I was delighted to take three good friends to hear the great Tom Harrell last night at New York City’s Village Vanguard. As the night wore on, however, I was less than thrilled and began questioning the class of one of the city’s iconic jazz venues.
I have enjoyed the great recordings of Tom and have played his music for a long time but have never heard him play live. So yes, seeing Tom’s stage presence for the first time was somewhat jarring. Having been diagnosed a schizophrenic in 1967 after the first of several nervous breakdowns, Tom stands upright on the stage, his head drooped down toward the floor, eyes hidden by his long blond bangs. Eyes closed with his trumpet dangling arm’s length straight down his side in his clasped hands, he looks as if he`s asleep on his feet. Apparently the drug he takes in order to cope has serious side effects including muscular weakness and tremors leaving him with a lethargic appearance.
It’s absolutely amazing that a man with these unimaginable physical and psychological challenges has produced a body of work that has propelled him to become one of the all-time great jazz musicians.
Early on in the set last night, the sound system was breaking up the amplification of the band, most noticeably in Tom’s mic. It wasn’t just his mic however, since the rhythm section sound would often crackle through the sound system without the horns playing. This lasted unabated throughout the entire set. At one point in a ballad between Tom and David Virelleson, the piano player, Tom slowly shuffled over to the Tenor mic hoping for some sound clarity. Unfortunately, the problem persisted in that mic as well.
Am I making too big a deal of this? After all, stuff happens with technology, right? But this is the Village Vanguard and this is Tom Harrell, struggling to perform on stage. If nothing else, turn off the system and let them play acoustically. Maybe take a minute between tunes to attempt a cable replacement. Do something but please don’t let his playing be distracted for the entire set by a short circuit that constantly produces jarring static. I don’t believe this would be acceptable for an entire performance of Yo-Yo Ma at Carnegie Hall! It shouldn’t here.

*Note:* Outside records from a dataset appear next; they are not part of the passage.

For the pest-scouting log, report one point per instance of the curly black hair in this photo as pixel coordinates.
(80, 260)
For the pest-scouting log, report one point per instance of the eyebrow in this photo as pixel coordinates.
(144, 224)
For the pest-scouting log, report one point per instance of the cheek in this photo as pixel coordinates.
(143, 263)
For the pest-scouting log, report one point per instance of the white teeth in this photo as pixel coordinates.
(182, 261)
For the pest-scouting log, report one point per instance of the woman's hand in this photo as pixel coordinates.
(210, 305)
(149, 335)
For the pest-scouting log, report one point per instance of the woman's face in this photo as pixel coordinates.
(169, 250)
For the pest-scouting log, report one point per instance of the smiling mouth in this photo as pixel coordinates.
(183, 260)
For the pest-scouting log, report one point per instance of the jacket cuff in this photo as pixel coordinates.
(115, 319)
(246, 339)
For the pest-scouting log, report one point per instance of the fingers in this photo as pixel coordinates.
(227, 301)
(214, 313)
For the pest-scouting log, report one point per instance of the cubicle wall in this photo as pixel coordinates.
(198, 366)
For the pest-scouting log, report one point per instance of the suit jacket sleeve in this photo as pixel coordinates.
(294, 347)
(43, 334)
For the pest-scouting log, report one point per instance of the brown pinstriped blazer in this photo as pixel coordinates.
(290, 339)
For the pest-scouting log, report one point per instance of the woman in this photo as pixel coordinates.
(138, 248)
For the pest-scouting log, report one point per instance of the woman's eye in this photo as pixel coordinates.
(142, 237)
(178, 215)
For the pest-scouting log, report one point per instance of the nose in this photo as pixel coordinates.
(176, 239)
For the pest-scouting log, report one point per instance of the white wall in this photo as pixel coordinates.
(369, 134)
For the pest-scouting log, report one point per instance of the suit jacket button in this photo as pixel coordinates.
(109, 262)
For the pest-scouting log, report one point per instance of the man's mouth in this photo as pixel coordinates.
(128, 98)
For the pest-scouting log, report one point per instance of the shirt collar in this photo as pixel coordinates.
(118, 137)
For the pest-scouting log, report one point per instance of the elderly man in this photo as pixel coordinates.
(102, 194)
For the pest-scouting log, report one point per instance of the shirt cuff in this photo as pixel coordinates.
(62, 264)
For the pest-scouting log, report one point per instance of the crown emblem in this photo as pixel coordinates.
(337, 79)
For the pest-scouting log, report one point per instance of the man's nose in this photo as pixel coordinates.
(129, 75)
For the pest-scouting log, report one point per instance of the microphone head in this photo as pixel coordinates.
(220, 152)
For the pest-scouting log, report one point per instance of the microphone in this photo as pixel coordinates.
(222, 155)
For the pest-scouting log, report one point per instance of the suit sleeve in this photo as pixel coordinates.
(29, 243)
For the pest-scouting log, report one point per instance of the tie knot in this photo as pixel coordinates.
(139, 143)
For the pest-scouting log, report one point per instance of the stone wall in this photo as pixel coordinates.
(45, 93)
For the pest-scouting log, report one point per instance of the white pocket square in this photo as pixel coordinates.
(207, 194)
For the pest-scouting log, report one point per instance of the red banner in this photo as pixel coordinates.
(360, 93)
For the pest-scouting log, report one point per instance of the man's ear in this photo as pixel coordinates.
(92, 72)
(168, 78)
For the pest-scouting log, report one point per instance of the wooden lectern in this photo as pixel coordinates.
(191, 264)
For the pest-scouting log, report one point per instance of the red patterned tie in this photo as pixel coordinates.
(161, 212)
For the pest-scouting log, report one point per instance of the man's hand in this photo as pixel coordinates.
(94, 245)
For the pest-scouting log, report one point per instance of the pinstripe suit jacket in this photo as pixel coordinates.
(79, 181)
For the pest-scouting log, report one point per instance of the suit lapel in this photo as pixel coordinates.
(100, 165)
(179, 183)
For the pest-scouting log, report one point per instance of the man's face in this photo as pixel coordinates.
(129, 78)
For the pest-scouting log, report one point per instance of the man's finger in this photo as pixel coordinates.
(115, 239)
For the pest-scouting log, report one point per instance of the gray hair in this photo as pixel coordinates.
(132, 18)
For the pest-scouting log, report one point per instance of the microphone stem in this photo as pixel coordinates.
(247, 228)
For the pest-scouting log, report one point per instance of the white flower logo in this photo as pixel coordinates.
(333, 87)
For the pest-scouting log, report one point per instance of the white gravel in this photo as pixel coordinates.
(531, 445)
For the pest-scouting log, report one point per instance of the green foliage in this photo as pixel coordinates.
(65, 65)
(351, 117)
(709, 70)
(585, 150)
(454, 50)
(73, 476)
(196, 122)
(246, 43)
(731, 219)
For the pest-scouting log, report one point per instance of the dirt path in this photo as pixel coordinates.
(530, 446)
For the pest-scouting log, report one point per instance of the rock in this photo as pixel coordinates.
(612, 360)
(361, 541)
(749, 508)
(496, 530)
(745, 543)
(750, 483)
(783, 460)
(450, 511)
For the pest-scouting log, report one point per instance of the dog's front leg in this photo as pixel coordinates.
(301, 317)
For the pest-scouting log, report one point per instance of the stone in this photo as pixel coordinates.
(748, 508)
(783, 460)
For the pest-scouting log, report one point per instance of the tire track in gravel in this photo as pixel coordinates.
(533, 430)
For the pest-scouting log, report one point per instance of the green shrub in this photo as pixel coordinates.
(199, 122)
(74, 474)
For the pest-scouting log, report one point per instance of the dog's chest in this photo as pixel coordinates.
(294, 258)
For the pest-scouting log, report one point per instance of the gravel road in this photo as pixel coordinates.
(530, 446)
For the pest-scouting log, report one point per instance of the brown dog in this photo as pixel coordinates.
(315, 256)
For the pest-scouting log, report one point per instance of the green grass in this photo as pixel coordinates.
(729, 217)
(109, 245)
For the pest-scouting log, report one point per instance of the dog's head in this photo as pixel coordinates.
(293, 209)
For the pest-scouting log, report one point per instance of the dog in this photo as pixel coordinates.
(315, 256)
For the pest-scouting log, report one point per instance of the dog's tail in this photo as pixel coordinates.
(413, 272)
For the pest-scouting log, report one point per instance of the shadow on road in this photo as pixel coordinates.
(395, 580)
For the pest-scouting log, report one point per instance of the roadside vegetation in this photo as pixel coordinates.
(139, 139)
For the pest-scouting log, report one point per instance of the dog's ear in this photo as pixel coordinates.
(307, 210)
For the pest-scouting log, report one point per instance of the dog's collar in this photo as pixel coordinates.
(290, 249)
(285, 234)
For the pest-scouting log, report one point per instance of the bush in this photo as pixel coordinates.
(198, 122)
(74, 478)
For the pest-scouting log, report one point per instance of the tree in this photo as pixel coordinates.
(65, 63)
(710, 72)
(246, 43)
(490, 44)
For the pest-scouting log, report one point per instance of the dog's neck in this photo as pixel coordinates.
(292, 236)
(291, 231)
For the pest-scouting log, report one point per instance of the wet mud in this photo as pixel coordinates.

Entering the club, I put my jacket and briefcase in the unattended coat room and in the full light of the Vanguard’s early evening I could see what I was doing. But after the set with the lights still dim, I was relegated to fumbling in the pitch dark to find my possessions and hope they were still where I left them in the coat room.
The entire experience culminated in my impression that the Village Vanguard no longer cares – about the artist or the customer. They were happy to sell us drinks and take our money, but from this marketer’s perspective, the brand sucked. I was embarrassed for the art form as my friends experienced live jazz for the first time inside this iconic club.
I pray that the audio problems are remedied for Tom’s performance tonight and for the rest of his stint, and that there will be someone in that coat room cheerfully exchanging customer’s possessions for claim checks.
I sincerely hope that I was not the only one reacting this way to the circumstances of last night. Please tell me that this isn’t considered an acceptable part of the 2016 live jazz experience. It’s become easy for musicians to complain about the lack of popular support for our music, but I don’t see sloppy circumstances like last night at the Village Vanguard attracting greater audiences to our beloved art form.